Videos for Schools

Analytics prove our videos for schools are far more productive than industry norms. 85-100% of viewers watch the entire film.
This school video production is for St.George’s School in Ascot, UK.
Headmistress Rachel Owens and Head of Marketing Henrietta Lightwood briefed us in yet another different way for this school video. The school appeals greatly to a wealthy parent group from London and a long discussion ensued about the value of luxury items to this demograph. Two points emerged. First, the school’s parent group are highly motivated by luxury brands which are used as status symbols within their peer group. Jo Malone diffusers in the hallway, Evoke Range Rovers on the driveway and so on. Second, this parent group probably hot-housed their daughters during prep school years in a central London. They then realise that the pressures of this are counter-productive and bring their childhoods to a premature end. St. George’s offers a rural bubble in which they can still be children during their teenage years.
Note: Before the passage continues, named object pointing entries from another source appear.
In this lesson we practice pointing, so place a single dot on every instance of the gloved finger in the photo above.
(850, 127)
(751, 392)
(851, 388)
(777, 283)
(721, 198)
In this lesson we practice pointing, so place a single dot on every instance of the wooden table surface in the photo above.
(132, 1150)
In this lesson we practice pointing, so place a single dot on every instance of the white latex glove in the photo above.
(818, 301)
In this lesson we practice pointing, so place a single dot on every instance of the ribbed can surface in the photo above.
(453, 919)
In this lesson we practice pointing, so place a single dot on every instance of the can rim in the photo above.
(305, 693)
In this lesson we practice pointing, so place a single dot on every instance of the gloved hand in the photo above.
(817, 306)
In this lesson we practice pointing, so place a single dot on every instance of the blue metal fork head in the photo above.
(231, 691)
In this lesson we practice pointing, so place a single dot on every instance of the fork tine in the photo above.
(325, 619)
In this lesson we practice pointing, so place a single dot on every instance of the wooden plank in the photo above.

Our response was therefore twofold. First, we introduced St.George’s branding into this school promo video, so the school name and logo would appear on all kinds of objects: mineral water bottles, fluffy towels, saddlery for horses, a diffuser bottle, a plate of beautiful food (St.George’s had just won a Tatler Award for best school food in the UK). Second, we made sure that the girls were all filmed having fun whatever they were doing. Lots of laughter and smiling faces were needed in this video for a school.
We used the time-lapse footage of a number of flowers bursting into life from buds, as a metaphor for the different speeds at which children naturally mature. And we also took a lot of time over two consecutive evenings to bring a large number of lights into the school grounds so we could film activities taking place at dusk. This showed the comparative safety of the school’s location along with the beautiful rural location. Cedar trees and sweeping lawns look marvellous when lit after dark.
Another cinematic device sprang from the beautiful concert hall that had just been built at the school. One end of this vast space was floor-to-ceiling windows so we covered them in huge sheets of tracing paper that diffused the light. Different children stood in front and performed a range of activities, from tennis to ballet and modern dance. Their semi-silhouettes were then doubled or quadrupled up to give a symmetrical image that was very striking and not seen before in a school promotional video.
Other touches included showing pictures being painted by girls who were standing within their own frames. One of these pictures was set in a vast field of red poppies that we filmed just opposite Stonehenge.